Situação atual e próximos passos

Ao votar pela manutenção da modulação, Barroso foi acompanhado, até o momento, pelo ministro Cristiano Zanin. Os demais ministros têm prazo até 8 de agosto para proferir seus votos. Caso a maioria siga o relator, será confirmado que as contribuições relativas ao terço de férias são devidas apenas a partir de 15/09/2020, e empresas que deixaram de recolher valores antes dessa data não poderão ser cobradas. Se prevalecer a proposta da PGFN, as contribuições poderão ser exigidas desde fevereiro de 2018, aumentando consideravelmente a arrecadação federal e impactando as finanças de empregadores.

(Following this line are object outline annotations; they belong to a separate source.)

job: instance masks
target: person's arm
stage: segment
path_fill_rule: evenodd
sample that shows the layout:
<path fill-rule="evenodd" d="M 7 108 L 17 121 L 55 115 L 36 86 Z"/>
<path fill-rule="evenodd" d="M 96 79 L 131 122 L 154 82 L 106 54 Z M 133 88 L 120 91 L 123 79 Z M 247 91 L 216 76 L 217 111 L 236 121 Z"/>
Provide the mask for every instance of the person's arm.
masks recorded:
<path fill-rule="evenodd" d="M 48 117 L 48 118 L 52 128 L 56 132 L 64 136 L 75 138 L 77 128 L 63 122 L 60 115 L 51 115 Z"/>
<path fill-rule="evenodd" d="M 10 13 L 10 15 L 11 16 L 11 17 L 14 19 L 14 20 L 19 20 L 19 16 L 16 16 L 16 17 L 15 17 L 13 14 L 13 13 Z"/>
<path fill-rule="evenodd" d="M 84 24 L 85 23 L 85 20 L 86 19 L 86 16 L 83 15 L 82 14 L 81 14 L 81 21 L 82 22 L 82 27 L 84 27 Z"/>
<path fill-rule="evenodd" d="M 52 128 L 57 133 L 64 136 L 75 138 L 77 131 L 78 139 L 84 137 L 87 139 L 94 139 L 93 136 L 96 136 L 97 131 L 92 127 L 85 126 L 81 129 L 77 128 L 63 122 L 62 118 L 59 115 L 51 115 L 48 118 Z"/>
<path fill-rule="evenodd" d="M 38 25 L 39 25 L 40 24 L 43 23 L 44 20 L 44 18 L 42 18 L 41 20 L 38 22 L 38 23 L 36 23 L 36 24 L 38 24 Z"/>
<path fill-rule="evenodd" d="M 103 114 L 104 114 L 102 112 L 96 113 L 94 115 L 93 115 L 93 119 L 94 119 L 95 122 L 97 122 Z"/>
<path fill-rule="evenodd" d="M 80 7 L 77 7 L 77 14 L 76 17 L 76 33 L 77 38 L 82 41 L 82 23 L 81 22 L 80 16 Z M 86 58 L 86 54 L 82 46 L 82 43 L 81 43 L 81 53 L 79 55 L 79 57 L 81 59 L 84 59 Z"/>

O julgamento ocorre em um contexto em que o STF tem buscado conciliar interesses arrecadatórios com a necessidade de estabilidade jurídica. Juristas destacam que modulações têm sido utilizadas para amenizar mudanças jurisprudenciais que surpreendem contribuintes e a Fazenda. Exemplos incluem o próprio Tema 69 e decisões sobre exclusão de incentivos fiscais da base do IRPJ e da CSLL. A expectativa é que o STF consolide critérios para definir quando a retroatividade é cabível e quando a segurança jurídica deve prevalecer.

Importância do precedente

O resultado desse julgamento terá impacto direto nos balanços das empresas e nas contas públicas. Se confirmada a modulação, empresas que não recolheram a contribuição no passado terão maior certeza sobre sua situação fiscal, enquanto a União precisará ajustar suas projeções de arrecadação. Além disso, o precedente servirá para orientar futuros debates sobre contribuições sociais incidentes sobre verbas trabalhistas e sobre a possibilidade de rediscutir temas que o STF entendeu ser de natureza infraconstitucional.

No cenário pós‑julgamento, será essencial acompanhar como a Receita Federal e a PGFN reagirão. Ainda que o Supremo mantenha a modulação, a Fazenda poderá intensificar a fiscalização de períodos posteriores a setembro de 2020 ou propor mudanças legislativas para reforçar sua base de arrecadação. Para os contribuintes, a decisão sinalizará até que ponto é seguro orientar comportamentos tributários com base na jurisprudência e quando é necessário provisionar recursos para enfrentar eventuais viradas de entendimento.